Respecto a la media de 1950 a 1980, las temperaturas en América del Norte, Centroamérica y el Caribe han aumentado casi 1,2 grados centígrados. Aproximadamente cuatro quintas partes del incremento tuvo lugar en solo una década: la de los noventa. Fue la de la concienciación definitiva sobre el calentamiento global, con el agujero en la capa de ozono (hoy en retroceso) y el ‘efecto invernadero’ como protagonistas. Pero un cambio paulatino en los patrones de consumo, especialmente energético, facilitado por el acceso a mejores tecnologías y la presencia de nuevos mecanismos regulatorios, así como tratados y protocolos internacionales, ha desacelerado (aunque sin frenarla) la subida en el siglo XXI, cuando América del Sur ha tomado el relevo: de 2003 a 2015, el aumento ha sido tan grande como en los 25 años anteriores. La velocidad del aumento de temperatura se ha duplicado.
Aún así, Norteamérica, Estados Unidos y especialmente Canadá, acumulan los mayores aumentos de temperatura media desde los años sesenta, a considerable distancia del resto de países.
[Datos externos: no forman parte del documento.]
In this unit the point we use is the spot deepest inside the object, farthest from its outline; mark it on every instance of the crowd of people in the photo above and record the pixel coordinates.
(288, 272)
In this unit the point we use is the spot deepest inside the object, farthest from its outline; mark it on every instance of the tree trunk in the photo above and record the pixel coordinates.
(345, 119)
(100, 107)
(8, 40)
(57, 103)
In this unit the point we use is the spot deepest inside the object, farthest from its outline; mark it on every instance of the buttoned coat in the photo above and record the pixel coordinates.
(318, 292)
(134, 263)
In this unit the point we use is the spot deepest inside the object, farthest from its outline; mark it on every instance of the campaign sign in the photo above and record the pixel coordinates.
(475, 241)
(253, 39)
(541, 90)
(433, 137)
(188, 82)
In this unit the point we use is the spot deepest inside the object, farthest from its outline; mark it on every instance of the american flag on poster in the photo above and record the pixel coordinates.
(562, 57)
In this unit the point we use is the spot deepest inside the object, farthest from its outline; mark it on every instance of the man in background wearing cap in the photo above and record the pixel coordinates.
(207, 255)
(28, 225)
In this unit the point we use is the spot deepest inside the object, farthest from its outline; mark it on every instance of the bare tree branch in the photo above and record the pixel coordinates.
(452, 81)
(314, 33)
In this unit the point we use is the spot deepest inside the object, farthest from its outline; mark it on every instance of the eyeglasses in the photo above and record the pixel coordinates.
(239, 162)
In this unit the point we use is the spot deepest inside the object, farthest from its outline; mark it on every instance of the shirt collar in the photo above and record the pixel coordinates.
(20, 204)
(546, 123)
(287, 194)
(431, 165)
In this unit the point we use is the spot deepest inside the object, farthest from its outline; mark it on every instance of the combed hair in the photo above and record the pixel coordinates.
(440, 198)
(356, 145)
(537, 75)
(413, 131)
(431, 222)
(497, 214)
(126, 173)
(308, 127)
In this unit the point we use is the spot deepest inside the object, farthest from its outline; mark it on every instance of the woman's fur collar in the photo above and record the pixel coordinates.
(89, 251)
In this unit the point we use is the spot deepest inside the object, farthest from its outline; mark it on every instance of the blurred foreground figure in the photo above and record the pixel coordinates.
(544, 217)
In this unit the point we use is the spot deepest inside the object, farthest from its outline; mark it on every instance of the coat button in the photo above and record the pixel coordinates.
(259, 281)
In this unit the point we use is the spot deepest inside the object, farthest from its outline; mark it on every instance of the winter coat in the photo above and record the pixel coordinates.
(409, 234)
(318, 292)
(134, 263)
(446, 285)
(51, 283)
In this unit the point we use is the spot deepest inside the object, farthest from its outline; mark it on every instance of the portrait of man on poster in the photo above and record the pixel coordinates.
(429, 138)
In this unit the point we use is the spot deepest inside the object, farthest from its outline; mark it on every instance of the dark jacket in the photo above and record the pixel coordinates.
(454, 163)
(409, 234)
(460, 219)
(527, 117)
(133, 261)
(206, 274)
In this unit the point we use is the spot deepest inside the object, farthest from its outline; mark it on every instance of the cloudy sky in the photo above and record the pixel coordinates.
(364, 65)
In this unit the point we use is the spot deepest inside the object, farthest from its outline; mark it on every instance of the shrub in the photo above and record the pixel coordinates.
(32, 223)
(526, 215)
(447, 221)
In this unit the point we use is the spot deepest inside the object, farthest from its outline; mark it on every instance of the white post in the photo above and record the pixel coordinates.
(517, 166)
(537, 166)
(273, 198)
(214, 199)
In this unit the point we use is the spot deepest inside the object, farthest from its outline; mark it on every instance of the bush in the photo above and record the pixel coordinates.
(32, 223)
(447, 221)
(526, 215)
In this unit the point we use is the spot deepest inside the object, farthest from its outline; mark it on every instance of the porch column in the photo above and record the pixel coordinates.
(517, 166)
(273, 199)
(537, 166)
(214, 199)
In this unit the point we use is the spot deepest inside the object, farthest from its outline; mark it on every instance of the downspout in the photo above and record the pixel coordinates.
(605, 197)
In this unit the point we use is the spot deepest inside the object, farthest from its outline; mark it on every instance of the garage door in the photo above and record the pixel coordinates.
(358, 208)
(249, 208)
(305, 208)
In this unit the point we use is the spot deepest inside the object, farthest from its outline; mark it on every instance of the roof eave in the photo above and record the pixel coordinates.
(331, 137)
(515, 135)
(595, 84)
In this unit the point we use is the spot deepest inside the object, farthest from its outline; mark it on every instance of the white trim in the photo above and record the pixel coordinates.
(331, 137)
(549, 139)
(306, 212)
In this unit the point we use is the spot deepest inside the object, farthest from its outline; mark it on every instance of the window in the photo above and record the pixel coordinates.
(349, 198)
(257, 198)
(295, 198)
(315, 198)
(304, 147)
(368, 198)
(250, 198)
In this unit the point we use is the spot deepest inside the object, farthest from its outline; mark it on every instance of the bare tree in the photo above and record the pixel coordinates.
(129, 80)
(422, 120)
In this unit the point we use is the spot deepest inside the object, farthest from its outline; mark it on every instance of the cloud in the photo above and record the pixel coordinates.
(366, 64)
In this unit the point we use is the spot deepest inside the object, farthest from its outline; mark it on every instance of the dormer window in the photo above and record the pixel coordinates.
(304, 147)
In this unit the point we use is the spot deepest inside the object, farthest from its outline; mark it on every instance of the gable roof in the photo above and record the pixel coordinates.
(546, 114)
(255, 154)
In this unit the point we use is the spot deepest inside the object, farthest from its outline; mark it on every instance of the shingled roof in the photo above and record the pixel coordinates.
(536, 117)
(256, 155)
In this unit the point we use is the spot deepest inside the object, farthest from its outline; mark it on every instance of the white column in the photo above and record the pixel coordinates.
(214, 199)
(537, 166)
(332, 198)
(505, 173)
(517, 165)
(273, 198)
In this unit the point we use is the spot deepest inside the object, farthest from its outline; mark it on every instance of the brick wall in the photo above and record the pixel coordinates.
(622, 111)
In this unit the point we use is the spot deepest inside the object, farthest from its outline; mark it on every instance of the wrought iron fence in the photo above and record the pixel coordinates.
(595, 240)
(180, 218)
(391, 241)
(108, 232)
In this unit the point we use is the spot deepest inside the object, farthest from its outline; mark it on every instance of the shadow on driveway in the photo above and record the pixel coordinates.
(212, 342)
No es casual que se trate de las dos naciones con mayor grado de desarrollo económico del continente: los combustibles fósiles han sido imprescindibles para consolidar el crecimiento y el bienestar, y este es el resultado.
De igual manera, lo siguen siendo hoy, especialmente para aquellos países que aspiran a incorporarse al club de los de mayor ingreso. Estas naciones tienden a ver como cierto desequilibrio redistributivo el hecho de que sea precisamente ahora cuando se busca implantar límites transnacionales a las emisiones: cuando ya no son tan necesarias para quienes se han apoyado en ellas para alcanzar metas de crecimiento. A pesar de que el compromiso de París ya incorporó mecanismos de compensación para reequilibrar las oportunidades, la especificación de su implementación durante la cumbre del clima de Glasgow mantiene abierta la conversación en torno al peso que debe asumir cada país para frenar el calentamiento. En el continente americano, las derivadas políticas de esta brecha se expresan con particular claridad en el caso de los grandes países que, como México o Brasil, exigen mayor financiación con un enfoque transaccional.
Pero la mayor división que se aprecia sigue siendo de orden geográfico: los países andinos, independientemente de su nivel de ingresos, son los que han sufrido incrementos más modestos. La Paz (Bolivia), la capital más alta del continente, sube +0,64 grados. En niveles similares están Puno o Cusco, en el Perú montañoso. Pero basta con subir un poco al norte, acercarse a un entorno más templado o directamente cálido, para que las cifras se multipliquen por dos: es el caso de ciudades como Medellín (Colombia), Guayaquil (Ecuador) o la práctica totalidad de las capitales centroamericanas.
De hecho, la exposición costera, especialmente en las franjas templadas, y con más fuerza en su vertiente oriental (las costas hacia el Atlántico), determina subidas de temperatura más fuertes. Así, todo el frente marítimo urbano de Nueva Inglaterra, desde Edison hasta Boston, ha visto incrementos de +2,8 grados en los últimos sesenta años. Menos que Halifax, un poco más al norte pasando la frontera canadiense (+3,08 grados), Anchorage (capital de Alaska: +3,05 grados), o Winnipeg, en la provincia canadiense de Manitoba, que es la ciudad de todo el continente que ha sufrido un mayor incremento (+3,41 grados).